Mersinho citou ainda a entrada de Cícero no MDB para disputar o Governo da Paraíba e afirmou que a decisão deu viabilidade eleitoral a Veneziano na disputa pela reeleição ao Senado. O deputado também mencionou Efraim Filho (PL) para argumentar que alianças de eleições anteriores foram modificadas para 2026.
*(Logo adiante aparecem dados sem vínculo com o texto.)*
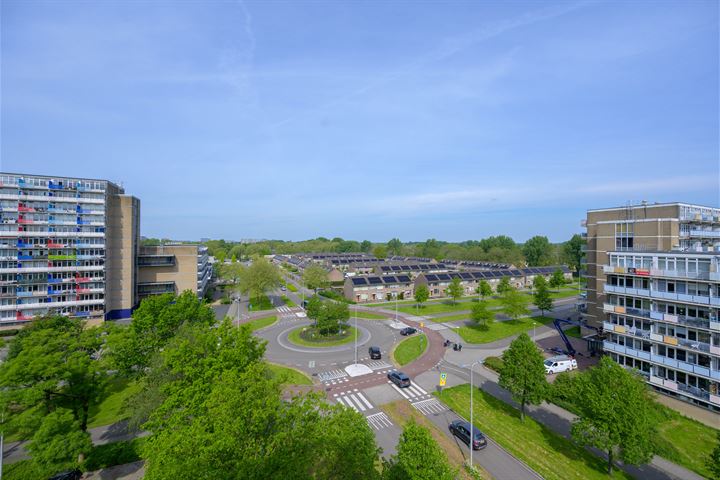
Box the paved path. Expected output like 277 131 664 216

“Como é que você pode exigir, por exemplo, que eu, Mersinho, chame Leo Bezerra às falas e diga que ele não pode votar em Nabor, se o Republicanos apoiou a reeleição de Cícero e o MDB de Veneziano não apoiou naquele momento? Há dois anos, o MDB de Veneziano estava com quem na eleição para a Prefeitura de João Pessoa? Apoiou quem? Ruy Carneiro”, afirmou.

ELE CONTINUOU:

“E como é que agora, quando Veneziano é candidato à reeleição, a gente consegue ir para o MDB e dar a ele um palanque viável? Na eleição passada, ele foi candidato a governador junto com o PT de Ricardo Coutinho. Se fosse depender de Efraim, ele já havia mudado sua rota para o PL. Efraim e Veneziano eram aliados naquela época e, na eleição de Pedro Cunha Lima, no segundo turno, todos estavam no mesmo palanque”, disse.

“Então, como é que eu vou exigir de Leo ou cobrar dele uma posição em relação ao segundo voto? Ele tem independência e autonomia para fazer suas escolhas”, concluiu.